Oireachtas Joint and Select Committees
Thursday, 26 January 2023
Joint Oireachtas Committee on the Implementation of the Good Friday Agreement
Architects of the Good Friday Agreement (Resumed): Sir John Major
Sir John Major:
It is a very good question. The lessons are actually very straightforward, at least the key lesson that remains with me from those years. There are two things I would emphasise again and again, because so much comes back to it, which are you cannot agree if you do not talk or if you do not listen or if you think you hold the wisdom of the world in your hand and those engaging with you are necessarily wrong. You have to have an open mind, you have to talk, and you have to listen and if that were inscribed in every part of government in every part of the world, we would be living in a much happier planet than we do at the moment.

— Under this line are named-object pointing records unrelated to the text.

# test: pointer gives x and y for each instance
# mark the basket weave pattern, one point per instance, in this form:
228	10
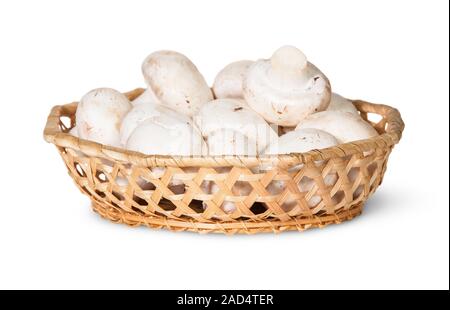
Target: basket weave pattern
124	188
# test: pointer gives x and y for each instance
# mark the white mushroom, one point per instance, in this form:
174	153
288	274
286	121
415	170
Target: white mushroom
228	82
176	81
142	112
301	140
339	103
286	88
147	97
345	126
234	115
229	142
167	134
99	115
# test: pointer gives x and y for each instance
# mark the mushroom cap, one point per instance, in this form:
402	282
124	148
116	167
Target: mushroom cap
284	90
339	103
73	131
301	140
230	142
345	126
228	82
166	135
235	115
176	81
99	115
141	112
147	97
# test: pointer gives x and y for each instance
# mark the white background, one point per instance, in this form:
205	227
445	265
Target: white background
393	52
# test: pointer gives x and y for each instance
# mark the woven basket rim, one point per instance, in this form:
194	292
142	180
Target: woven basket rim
392	135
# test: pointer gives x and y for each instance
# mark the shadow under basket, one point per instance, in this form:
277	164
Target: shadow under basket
125	188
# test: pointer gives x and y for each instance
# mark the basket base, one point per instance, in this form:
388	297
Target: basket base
247	227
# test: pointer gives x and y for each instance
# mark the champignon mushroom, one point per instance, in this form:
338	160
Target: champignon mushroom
176	81
99	115
228	82
345	126
73	131
339	103
234	115
239	189
146	110
167	134
287	88
299	141
147	97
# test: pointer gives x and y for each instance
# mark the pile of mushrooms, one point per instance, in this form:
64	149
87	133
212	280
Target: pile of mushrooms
267	107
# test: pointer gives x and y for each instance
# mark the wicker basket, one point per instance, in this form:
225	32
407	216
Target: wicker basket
123	188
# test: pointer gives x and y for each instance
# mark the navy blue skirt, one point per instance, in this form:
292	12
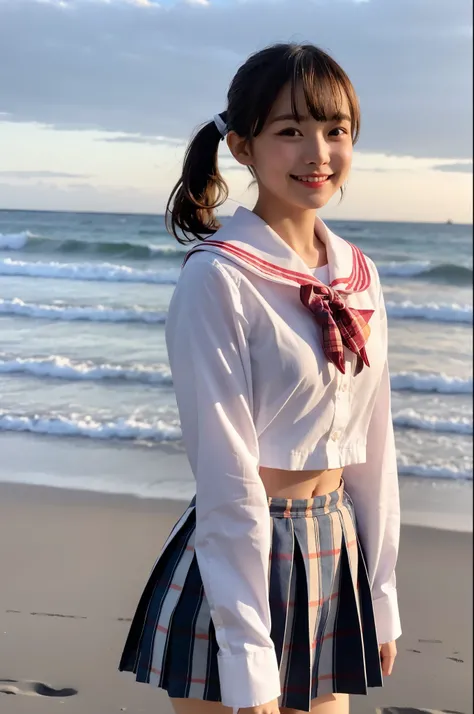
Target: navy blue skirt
321	608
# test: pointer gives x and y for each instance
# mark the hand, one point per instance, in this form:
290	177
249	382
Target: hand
270	708
388	652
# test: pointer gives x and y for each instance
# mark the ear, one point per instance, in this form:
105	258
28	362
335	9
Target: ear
239	148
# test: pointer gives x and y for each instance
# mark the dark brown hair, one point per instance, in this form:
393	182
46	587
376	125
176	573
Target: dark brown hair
252	93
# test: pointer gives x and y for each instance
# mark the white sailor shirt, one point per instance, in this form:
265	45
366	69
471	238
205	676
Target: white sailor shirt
254	388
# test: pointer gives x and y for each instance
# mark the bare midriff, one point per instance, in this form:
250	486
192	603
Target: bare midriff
281	483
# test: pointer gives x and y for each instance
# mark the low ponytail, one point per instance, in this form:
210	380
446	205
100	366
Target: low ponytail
200	190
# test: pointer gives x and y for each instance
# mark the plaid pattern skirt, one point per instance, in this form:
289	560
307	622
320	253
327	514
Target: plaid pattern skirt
321	609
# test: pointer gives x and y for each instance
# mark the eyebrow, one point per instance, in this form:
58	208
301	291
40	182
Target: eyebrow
291	117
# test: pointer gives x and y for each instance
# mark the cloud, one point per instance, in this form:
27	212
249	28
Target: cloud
158	70
457	167
138	139
27	175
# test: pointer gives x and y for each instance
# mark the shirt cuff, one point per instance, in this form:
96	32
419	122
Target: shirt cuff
249	679
387	617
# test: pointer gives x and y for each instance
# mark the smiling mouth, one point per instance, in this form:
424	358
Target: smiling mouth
313	182
311	179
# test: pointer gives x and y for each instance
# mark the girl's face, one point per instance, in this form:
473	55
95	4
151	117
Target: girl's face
301	163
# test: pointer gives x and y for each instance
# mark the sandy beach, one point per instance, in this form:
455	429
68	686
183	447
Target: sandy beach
73	565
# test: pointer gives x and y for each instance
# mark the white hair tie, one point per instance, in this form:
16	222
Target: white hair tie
221	125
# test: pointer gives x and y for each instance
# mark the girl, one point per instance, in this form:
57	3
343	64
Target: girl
268	596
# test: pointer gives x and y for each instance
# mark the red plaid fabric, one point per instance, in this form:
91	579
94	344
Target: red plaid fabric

As to the complexity of it, I remember many years ago remarking that the peace process was a little like trying to put together a complex Rubik's cube with a gun attached because that is exactly what it was like. There were many different pieces in the puzzle that had to be brought into the whole before we could finally get an agreement, which is one of the reasons neither the joint declaration nor the frameworks agreement, nor indeed the Good Friday Agreement itself, would have won an award for plain English. There is a degree of flexibility written into them and without that, we would never have got everybody to sign up to them. That is another lesson. The essence of negotiation is you do not get everything you wish to have. That is true for every negotiator and it is probably true of every successful conclusion to negotiation the world has ever seen. Those are the lessons I take from the discussions we had.